Even though the economy did not devastate the family parks, it did lead many of them to re-evaluate what the future might bring. At Wild West City, a 53-year-old park in northwestern New Jersey with an old-time Western village, some rides and a mock shootout and Western show on the Main Street every hour or so in the summer, there are often obstacles just to staying in business.

“Our cap-gun supplier went out of business two years ago,” said Wild West City’s manager, Mary Benson. “Who would figure that? So we had to find someone else, which was more expensive.” Licensing and insurance goes up every year, she said, and the minimum wage, which is what many young seasonal workers often get, jumped in New Jersey to $7.25 this year from $6.15 an hour in 2006. Corporate business — companies throwing picnics and the like — has declined but, she said, will hopefully come back when the economy improves.

“We’re managing, but we do it because we love it,” she said, noting that the owner, Mike Stabile, whose family bought the park in 1963, still gets out on the Main Street daily to do the lasso show.

There have been at least three closings of long-term amusement parks this year, according to Jim Futrell, the historian for the National Amusement Park Historical Association and the writer of four books on amusement parks. But all those, he said, had family-based disagreements, and were not related to the general economy. In the early part of the decade, though, he said, several seaside parks in places like Myrtle Beach and the Outer Banks and the New Jersey shore closed because the land along the ocean just became too valuable.
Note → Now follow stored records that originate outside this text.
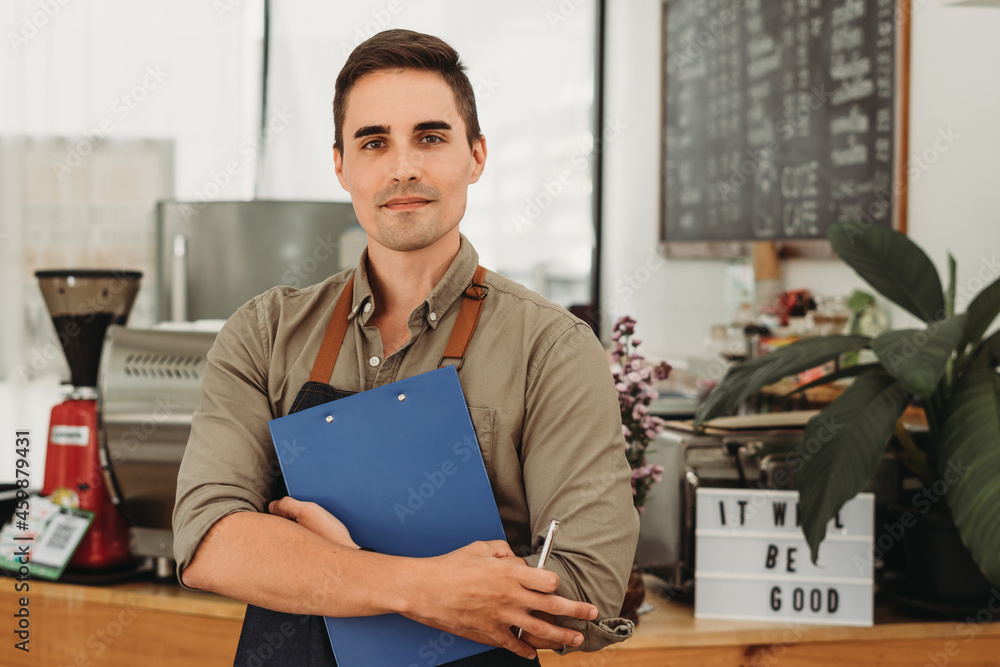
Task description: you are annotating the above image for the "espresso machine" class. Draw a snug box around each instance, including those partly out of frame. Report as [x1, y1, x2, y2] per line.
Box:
[35, 269, 142, 573]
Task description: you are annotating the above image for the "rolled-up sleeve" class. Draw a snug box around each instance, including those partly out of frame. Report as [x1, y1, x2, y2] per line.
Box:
[173, 299, 280, 582]
[522, 323, 639, 653]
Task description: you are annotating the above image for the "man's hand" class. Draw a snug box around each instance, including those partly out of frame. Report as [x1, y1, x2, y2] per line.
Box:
[267, 496, 358, 549]
[514, 611, 565, 651]
[404, 540, 597, 659]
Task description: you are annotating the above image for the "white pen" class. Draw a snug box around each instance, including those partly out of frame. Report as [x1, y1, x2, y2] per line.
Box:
[517, 519, 559, 639]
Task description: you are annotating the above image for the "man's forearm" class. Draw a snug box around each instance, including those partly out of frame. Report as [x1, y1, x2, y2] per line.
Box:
[181, 512, 419, 616]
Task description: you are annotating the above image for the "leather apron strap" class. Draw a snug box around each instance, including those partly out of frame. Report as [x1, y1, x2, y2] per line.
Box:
[309, 266, 489, 384]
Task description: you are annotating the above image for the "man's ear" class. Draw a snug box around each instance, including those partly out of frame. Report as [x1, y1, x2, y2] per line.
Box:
[469, 134, 486, 185]
[333, 144, 351, 192]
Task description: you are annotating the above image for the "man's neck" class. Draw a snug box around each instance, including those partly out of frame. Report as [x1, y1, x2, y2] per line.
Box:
[367, 228, 461, 322]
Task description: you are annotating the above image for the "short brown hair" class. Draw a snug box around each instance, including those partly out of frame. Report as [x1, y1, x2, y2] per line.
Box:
[333, 28, 481, 154]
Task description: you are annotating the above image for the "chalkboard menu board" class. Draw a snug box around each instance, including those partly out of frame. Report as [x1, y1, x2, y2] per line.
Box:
[660, 0, 909, 256]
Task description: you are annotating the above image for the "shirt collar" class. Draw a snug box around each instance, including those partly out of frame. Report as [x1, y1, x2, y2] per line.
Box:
[349, 234, 479, 329]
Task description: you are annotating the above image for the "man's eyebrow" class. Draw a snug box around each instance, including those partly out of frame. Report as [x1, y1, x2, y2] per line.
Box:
[413, 120, 451, 132]
[354, 125, 389, 139]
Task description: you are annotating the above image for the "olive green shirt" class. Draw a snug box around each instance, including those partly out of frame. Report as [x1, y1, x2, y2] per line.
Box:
[173, 236, 639, 650]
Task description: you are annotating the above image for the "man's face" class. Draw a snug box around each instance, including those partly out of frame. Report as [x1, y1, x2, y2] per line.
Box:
[333, 70, 486, 252]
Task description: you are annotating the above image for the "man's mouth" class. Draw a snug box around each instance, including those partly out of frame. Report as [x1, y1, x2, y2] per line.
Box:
[383, 197, 430, 211]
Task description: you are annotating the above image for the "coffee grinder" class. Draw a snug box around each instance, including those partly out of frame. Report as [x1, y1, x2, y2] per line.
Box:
[35, 269, 142, 571]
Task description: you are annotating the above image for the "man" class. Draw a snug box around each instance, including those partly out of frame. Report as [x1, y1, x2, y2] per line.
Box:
[174, 30, 638, 664]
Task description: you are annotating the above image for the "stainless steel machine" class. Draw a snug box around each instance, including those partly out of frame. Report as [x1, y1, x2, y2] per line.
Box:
[90, 201, 365, 578]
[97, 326, 216, 578]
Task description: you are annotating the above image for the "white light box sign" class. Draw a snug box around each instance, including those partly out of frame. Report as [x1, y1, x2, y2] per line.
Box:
[694, 488, 875, 627]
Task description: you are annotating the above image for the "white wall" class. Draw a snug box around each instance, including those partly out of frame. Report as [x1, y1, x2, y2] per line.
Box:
[602, 0, 1000, 370]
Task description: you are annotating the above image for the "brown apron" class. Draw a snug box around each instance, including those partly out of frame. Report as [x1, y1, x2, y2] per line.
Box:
[233, 266, 539, 667]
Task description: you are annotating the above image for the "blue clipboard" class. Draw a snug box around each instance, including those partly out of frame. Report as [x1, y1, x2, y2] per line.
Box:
[269, 366, 506, 667]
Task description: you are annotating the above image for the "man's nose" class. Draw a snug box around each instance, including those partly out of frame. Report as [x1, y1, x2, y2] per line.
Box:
[392, 146, 420, 182]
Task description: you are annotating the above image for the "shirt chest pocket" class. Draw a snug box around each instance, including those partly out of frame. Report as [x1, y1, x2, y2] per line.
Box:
[469, 408, 496, 482]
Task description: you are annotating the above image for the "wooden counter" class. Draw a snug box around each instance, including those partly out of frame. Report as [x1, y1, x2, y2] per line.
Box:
[0, 578, 1000, 667]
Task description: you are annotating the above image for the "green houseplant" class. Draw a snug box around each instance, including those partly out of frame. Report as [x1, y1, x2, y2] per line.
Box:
[695, 223, 1000, 584]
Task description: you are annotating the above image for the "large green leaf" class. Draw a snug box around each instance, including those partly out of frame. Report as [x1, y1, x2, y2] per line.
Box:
[872, 315, 966, 398]
[959, 278, 1000, 352]
[827, 223, 945, 322]
[931, 369, 1000, 585]
[796, 370, 910, 563]
[695, 336, 871, 425]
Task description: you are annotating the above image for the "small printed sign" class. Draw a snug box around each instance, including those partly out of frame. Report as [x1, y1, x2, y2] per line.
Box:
[0, 494, 94, 580]
[49, 426, 90, 447]
[694, 488, 875, 627]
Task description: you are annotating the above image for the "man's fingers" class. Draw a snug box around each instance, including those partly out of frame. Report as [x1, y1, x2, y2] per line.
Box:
[526, 594, 597, 634]
[484, 540, 514, 558]
[518, 567, 559, 593]
[514, 611, 564, 651]
[520, 615, 583, 648]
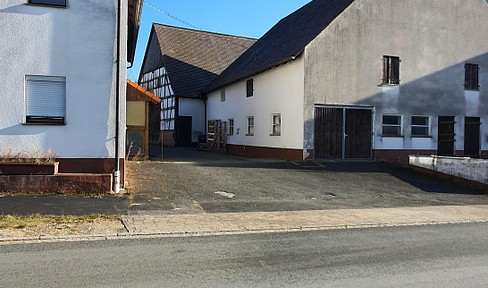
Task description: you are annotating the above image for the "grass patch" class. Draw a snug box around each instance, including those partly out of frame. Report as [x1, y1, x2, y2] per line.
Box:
[0, 214, 122, 230]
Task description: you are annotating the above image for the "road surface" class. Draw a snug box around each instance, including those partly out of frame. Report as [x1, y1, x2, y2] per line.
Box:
[0, 223, 488, 288]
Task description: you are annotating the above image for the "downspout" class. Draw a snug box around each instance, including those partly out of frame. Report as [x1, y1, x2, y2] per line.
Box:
[114, 0, 121, 194]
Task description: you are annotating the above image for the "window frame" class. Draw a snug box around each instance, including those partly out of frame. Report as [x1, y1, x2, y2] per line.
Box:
[269, 113, 281, 136]
[381, 114, 403, 137]
[246, 79, 254, 97]
[246, 116, 256, 136]
[227, 118, 235, 136]
[381, 55, 401, 85]
[464, 63, 480, 91]
[410, 115, 432, 138]
[23, 75, 66, 126]
[220, 88, 225, 102]
[27, 0, 68, 8]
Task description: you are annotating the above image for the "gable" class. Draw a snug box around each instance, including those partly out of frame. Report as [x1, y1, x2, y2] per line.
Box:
[141, 24, 256, 98]
[205, 0, 354, 92]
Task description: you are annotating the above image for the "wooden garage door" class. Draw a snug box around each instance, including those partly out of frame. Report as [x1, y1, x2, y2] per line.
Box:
[315, 108, 343, 158]
[344, 109, 372, 158]
[315, 107, 372, 158]
[437, 116, 455, 156]
[464, 117, 481, 157]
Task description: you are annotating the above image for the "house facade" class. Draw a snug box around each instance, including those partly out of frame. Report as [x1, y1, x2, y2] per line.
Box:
[206, 0, 488, 163]
[0, 0, 142, 189]
[138, 23, 256, 146]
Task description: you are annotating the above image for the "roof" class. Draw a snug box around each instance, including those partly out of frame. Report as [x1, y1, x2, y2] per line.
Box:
[126, 79, 161, 104]
[205, 0, 354, 92]
[153, 23, 256, 98]
[127, 0, 143, 62]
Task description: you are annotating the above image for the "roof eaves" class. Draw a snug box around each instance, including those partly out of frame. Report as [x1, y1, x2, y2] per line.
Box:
[201, 49, 304, 94]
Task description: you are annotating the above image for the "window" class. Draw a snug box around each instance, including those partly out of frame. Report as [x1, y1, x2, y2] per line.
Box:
[464, 63, 480, 90]
[412, 116, 430, 137]
[246, 79, 254, 97]
[28, 0, 66, 7]
[25, 76, 66, 124]
[220, 88, 225, 102]
[382, 56, 400, 85]
[271, 113, 281, 136]
[383, 115, 402, 137]
[228, 118, 234, 135]
[246, 116, 254, 136]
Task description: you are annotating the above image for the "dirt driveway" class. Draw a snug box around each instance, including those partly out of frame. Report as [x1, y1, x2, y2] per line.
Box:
[128, 148, 488, 214]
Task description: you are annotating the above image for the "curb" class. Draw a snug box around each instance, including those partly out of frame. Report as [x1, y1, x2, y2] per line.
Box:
[0, 219, 488, 245]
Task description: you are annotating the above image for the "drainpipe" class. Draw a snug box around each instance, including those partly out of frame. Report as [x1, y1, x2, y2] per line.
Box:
[114, 0, 121, 194]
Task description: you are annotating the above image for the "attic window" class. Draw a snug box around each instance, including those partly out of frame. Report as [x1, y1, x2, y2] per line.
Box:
[382, 56, 400, 85]
[27, 0, 67, 7]
[246, 79, 254, 97]
[464, 63, 480, 90]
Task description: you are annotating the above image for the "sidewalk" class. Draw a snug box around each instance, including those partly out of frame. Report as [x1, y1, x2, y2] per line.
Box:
[0, 205, 488, 245]
[122, 205, 488, 236]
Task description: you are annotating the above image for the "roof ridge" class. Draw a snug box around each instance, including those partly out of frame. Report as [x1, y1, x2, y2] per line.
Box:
[153, 22, 259, 40]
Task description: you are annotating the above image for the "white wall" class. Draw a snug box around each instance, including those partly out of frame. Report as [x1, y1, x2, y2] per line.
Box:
[0, 0, 127, 158]
[207, 57, 304, 149]
[178, 98, 205, 142]
[408, 155, 488, 184]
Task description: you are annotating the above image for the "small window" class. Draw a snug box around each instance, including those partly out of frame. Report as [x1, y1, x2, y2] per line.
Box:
[228, 118, 234, 135]
[464, 63, 480, 90]
[382, 56, 400, 85]
[412, 116, 430, 137]
[383, 115, 402, 137]
[220, 88, 225, 102]
[246, 79, 254, 97]
[271, 113, 281, 136]
[246, 116, 254, 136]
[28, 0, 66, 7]
[25, 76, 66, 124]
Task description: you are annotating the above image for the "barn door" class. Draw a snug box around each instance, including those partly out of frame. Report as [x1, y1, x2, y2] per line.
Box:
[344, 109, 372, 158]
[315, 108, 343, 158]
[437, 116, 455, 156]
[315, 107, 372, 158]
[177, 116, 192, 146]
[464, 117, 481, 158]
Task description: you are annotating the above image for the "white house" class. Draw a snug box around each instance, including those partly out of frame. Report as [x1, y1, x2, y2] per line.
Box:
[0, 0, 142, 191]
[205, 0, 488, 162]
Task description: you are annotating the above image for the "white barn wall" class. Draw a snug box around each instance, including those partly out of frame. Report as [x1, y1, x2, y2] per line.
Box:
[0, 0, 127, 158]
[178, 98, 205, 142]
[207, 57, 304, 149]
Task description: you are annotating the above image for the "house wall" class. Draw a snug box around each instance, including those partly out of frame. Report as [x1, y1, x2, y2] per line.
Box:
[0, 0, 127, 162]
[207, 57, 304, 158]
[178, 98, 205, 142]
[304, 0, 488, 161]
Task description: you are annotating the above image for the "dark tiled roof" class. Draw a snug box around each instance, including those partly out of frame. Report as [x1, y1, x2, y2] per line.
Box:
[205, 0, 354, 92]
[154, 24, 256, 97]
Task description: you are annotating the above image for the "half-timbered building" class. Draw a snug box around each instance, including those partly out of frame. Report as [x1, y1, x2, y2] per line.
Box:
[139, 24, 256, 146]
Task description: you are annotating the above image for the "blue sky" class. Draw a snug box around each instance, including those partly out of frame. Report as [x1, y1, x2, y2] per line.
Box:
[127, 0, 310, 82]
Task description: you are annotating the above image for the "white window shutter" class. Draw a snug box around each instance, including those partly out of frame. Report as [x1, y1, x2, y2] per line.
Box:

“The ironic thing, though, is that most all of that land lies vacant today,” he said. “It never did become condos or housing developments,” he said. In fact, in one place, Sea Isle City, N.J., the town leased back the land to an amusement operator this summer. John Fricano, owner of Storybook Land, which has been in his family for 54 years, said the family amusement park offered a form of stability to customers. “People know what we have to offer, and well, we have been lucky that they always come back,” he said. “There are always new kids and, for the most part, this business is about kids and their families. Now the original kids bring their kids.”